Julia Gault et Thomas Teurlai inventent des formes et des systèmes pour raconter notre monde, un monde essoufflé, peuplé des formes que nous inventons, produisons et reléguons à un rythme débridé. Pour autant, les deux artistes s’émerveillent dans le même temps des infinies possibilités de métamorphose de la matière, par des procédés naturels ou technologiques.
Du 14 mars au 31 mai 2026, Exposition maison des arts, Cajarc
du mercredi au dimanche de 14h à 18h
tout public
Sculptrice, Julia Gault crée des œuvres allégoriques qui interrogent la fragilité des constructions humaines face aux forces naturelles. Elle travaille des matériaux instables comme la terre crue, le sable ou l’eau, qu’elle met en tension pour réaliser des structures en équilibre précaire. Ses sculptures, toujours susceptibles de s’effondrer ou de se transformer, laissent la matière guider la forme. Son travail évoque la vulnérabilité des ambitions humaines dans un monde en perpétuel mouvement.

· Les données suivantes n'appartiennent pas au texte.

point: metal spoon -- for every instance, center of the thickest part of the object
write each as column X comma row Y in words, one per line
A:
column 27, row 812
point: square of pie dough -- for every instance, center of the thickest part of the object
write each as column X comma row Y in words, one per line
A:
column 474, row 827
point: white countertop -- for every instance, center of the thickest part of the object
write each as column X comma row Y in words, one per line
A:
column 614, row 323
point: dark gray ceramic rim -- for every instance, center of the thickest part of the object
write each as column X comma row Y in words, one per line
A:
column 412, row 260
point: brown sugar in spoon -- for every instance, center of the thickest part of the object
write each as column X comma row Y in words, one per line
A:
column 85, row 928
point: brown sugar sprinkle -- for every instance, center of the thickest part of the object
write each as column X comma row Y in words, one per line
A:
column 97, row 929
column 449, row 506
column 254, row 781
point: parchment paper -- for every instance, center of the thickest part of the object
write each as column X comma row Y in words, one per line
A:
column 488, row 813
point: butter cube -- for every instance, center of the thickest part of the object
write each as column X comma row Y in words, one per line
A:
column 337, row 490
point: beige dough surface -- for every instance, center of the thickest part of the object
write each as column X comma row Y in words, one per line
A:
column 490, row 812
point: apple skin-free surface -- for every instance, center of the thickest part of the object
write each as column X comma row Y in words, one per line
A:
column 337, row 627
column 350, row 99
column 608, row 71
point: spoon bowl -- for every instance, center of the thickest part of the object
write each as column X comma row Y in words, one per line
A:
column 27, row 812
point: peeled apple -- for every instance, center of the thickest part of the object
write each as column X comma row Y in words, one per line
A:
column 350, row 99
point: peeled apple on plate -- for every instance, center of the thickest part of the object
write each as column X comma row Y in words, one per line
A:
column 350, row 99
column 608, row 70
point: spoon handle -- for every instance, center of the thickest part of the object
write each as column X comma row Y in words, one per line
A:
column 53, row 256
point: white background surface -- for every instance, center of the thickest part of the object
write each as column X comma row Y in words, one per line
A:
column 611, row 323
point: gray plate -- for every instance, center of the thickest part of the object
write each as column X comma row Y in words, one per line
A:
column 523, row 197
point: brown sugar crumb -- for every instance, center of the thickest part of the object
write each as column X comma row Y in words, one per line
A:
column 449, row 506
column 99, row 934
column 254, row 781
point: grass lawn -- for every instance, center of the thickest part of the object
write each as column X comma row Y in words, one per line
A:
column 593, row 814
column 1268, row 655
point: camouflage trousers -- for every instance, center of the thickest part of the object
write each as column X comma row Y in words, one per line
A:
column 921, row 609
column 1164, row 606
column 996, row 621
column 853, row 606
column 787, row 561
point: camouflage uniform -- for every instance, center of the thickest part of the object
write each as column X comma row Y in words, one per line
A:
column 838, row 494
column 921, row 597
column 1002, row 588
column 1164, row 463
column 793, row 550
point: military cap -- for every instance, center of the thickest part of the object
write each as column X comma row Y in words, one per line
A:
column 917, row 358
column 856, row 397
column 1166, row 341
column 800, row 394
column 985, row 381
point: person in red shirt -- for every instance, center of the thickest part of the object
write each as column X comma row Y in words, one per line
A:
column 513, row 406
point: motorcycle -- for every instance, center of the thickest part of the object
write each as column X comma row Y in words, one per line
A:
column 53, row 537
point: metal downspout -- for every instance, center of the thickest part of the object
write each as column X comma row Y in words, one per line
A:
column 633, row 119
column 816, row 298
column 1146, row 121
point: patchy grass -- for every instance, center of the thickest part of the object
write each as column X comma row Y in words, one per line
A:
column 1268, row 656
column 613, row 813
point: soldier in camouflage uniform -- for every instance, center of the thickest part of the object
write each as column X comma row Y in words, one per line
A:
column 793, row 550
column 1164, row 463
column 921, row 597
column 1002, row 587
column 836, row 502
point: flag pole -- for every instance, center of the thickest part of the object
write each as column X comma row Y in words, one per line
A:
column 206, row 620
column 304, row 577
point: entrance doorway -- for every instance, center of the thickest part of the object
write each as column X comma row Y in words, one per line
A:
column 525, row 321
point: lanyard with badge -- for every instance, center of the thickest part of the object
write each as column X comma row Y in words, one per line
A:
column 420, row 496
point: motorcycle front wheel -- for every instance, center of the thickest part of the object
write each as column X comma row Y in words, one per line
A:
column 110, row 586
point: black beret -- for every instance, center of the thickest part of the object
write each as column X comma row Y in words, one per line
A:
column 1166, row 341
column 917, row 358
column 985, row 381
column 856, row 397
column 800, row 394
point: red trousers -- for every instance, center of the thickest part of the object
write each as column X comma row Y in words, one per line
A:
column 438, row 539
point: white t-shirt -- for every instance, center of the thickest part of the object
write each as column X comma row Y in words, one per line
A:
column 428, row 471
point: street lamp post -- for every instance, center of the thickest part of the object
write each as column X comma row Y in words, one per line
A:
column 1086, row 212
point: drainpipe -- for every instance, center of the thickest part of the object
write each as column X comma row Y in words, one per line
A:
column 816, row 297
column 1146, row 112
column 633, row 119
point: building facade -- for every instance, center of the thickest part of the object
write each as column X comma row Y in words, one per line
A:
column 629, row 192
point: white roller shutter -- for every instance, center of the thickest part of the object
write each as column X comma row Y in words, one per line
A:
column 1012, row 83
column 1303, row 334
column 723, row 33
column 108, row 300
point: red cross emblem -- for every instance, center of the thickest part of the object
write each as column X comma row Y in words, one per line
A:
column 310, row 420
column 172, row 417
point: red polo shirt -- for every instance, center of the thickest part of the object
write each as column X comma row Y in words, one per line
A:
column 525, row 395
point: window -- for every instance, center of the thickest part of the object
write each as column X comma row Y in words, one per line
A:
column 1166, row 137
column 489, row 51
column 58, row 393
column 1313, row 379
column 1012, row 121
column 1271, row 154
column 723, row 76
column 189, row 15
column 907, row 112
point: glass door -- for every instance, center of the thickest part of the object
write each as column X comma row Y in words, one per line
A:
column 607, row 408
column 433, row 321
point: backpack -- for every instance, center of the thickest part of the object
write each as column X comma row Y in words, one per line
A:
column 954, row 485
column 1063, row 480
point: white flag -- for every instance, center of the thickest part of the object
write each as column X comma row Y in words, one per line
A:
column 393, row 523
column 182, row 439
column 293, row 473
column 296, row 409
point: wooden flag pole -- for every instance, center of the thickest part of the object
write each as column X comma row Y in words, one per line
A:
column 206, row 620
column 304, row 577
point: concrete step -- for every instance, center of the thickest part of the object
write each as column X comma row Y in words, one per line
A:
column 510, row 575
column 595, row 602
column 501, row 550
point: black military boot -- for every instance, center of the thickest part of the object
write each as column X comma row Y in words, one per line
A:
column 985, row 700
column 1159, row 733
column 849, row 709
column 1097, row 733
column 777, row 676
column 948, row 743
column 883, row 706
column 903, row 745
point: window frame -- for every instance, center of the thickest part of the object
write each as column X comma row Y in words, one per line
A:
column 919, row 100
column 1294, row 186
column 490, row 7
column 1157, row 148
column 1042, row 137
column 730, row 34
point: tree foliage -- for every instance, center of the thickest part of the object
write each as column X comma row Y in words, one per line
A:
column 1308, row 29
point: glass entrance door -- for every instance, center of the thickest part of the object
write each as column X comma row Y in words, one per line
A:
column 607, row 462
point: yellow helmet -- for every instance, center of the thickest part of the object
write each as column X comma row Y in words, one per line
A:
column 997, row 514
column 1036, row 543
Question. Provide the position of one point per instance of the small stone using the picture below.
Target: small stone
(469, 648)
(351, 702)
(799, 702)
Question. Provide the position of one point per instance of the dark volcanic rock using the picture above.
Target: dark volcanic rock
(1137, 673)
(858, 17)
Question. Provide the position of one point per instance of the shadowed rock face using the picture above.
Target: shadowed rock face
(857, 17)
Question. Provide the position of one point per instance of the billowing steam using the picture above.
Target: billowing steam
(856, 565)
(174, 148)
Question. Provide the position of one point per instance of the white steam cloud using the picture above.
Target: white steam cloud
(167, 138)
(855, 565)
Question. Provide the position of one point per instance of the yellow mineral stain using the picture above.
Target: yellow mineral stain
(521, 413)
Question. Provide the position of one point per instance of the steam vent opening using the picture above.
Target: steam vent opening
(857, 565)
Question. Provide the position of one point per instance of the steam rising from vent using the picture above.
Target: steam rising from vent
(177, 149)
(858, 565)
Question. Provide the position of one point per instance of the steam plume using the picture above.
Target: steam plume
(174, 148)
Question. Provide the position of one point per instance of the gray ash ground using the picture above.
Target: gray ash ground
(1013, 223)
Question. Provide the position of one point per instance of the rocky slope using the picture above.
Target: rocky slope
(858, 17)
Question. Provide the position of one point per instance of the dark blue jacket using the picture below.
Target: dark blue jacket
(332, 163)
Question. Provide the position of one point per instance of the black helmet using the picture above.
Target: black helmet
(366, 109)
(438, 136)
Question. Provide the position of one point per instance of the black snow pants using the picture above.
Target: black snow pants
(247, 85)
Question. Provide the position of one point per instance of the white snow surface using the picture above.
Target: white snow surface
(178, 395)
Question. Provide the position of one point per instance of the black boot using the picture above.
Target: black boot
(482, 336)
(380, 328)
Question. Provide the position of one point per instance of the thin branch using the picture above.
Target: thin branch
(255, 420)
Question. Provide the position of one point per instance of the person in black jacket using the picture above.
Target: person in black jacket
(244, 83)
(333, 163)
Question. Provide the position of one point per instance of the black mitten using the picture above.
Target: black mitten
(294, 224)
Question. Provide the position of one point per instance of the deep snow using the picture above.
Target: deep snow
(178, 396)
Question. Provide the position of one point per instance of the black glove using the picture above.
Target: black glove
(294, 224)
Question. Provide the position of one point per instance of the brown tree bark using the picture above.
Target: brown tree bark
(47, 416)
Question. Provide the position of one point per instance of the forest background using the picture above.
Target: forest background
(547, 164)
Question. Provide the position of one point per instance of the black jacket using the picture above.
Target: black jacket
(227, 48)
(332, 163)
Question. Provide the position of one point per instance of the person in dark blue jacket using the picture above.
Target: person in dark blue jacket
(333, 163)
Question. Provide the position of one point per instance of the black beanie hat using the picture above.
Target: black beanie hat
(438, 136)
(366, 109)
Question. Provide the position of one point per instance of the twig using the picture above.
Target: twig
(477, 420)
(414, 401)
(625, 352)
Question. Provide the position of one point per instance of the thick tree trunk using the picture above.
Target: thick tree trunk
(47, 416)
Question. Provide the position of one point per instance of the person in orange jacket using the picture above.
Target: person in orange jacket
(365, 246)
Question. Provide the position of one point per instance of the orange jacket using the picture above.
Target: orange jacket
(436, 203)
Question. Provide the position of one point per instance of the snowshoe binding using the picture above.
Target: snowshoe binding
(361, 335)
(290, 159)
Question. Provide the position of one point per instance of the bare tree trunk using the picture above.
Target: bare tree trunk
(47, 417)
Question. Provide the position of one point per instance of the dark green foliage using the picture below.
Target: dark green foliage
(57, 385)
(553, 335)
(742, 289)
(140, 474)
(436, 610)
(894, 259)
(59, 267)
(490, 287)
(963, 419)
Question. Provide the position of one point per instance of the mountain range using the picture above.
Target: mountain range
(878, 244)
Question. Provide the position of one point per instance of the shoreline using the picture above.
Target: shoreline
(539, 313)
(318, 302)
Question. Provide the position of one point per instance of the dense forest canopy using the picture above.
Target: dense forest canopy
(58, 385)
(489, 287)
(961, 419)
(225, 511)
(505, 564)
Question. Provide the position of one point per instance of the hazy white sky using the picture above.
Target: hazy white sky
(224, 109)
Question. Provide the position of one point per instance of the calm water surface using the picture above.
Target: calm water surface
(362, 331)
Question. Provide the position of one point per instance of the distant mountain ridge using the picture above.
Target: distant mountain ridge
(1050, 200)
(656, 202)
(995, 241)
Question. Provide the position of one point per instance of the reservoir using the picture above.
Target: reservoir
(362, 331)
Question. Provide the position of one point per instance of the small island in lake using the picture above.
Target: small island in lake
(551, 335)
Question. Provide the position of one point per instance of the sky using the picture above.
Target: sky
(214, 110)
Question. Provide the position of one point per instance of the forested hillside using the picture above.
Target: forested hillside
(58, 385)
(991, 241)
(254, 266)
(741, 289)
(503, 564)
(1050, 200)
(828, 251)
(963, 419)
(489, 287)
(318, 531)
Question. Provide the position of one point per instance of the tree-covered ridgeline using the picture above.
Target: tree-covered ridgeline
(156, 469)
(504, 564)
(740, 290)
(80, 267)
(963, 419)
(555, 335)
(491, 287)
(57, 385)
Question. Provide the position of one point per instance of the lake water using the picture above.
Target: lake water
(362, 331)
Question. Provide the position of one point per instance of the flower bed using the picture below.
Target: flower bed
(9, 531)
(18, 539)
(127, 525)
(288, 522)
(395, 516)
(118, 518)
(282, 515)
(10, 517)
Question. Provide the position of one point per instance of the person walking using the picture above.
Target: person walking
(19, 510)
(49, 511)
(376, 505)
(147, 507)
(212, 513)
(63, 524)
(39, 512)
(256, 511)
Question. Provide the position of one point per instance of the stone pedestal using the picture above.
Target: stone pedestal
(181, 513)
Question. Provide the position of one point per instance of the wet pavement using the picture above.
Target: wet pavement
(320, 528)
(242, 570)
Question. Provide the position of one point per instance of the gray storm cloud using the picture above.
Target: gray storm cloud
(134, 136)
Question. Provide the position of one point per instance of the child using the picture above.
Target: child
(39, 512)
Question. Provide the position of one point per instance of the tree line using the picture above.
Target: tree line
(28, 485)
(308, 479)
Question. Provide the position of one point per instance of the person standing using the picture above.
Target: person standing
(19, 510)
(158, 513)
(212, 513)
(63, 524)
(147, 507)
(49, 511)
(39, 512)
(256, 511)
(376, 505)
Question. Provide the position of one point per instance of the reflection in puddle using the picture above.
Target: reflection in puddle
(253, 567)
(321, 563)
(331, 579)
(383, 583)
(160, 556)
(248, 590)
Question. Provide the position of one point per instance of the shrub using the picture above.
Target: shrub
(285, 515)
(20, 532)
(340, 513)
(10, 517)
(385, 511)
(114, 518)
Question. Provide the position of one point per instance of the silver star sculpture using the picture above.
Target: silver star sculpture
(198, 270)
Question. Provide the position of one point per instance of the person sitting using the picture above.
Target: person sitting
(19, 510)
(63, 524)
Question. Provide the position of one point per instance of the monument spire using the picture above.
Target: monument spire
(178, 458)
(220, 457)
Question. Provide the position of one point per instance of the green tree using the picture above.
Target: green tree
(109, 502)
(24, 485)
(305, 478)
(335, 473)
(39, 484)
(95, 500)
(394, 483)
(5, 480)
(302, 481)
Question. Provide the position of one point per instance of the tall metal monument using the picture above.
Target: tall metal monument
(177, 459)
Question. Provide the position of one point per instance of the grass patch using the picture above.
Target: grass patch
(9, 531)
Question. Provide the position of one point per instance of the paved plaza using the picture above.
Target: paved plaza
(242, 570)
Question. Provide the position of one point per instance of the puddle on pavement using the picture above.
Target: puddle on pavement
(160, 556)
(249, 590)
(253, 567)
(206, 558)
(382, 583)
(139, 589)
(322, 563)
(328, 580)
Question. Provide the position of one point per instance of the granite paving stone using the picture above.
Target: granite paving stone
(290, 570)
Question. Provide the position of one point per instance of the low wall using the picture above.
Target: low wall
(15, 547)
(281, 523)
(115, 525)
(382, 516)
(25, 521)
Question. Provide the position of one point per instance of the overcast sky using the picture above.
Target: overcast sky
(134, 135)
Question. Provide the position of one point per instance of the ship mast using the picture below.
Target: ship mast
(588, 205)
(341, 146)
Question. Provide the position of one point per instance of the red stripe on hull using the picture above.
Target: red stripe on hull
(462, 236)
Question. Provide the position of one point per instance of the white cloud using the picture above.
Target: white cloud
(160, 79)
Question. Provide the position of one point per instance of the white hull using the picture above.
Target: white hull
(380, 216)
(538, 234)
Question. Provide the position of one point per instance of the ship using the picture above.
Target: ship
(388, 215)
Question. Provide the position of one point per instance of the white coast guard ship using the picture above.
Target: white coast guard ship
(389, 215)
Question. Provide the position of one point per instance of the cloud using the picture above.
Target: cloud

Sculpteur, Thomas Teurlai conçoit des installations à partir d’assemblages d’éléments technologiques anciens ou récents. Son travail, proche d’une démarche d’alchimiste, explore les systèmes de production contemporains et leurs dérives. Il met en scène des dispositifs techniques qui révèlent à la fois la dimension industrielle, économique et presque magique de la transformation de la matière. Ses œuvres interrogent notre rapport à la technologie et aux logiques productivistes.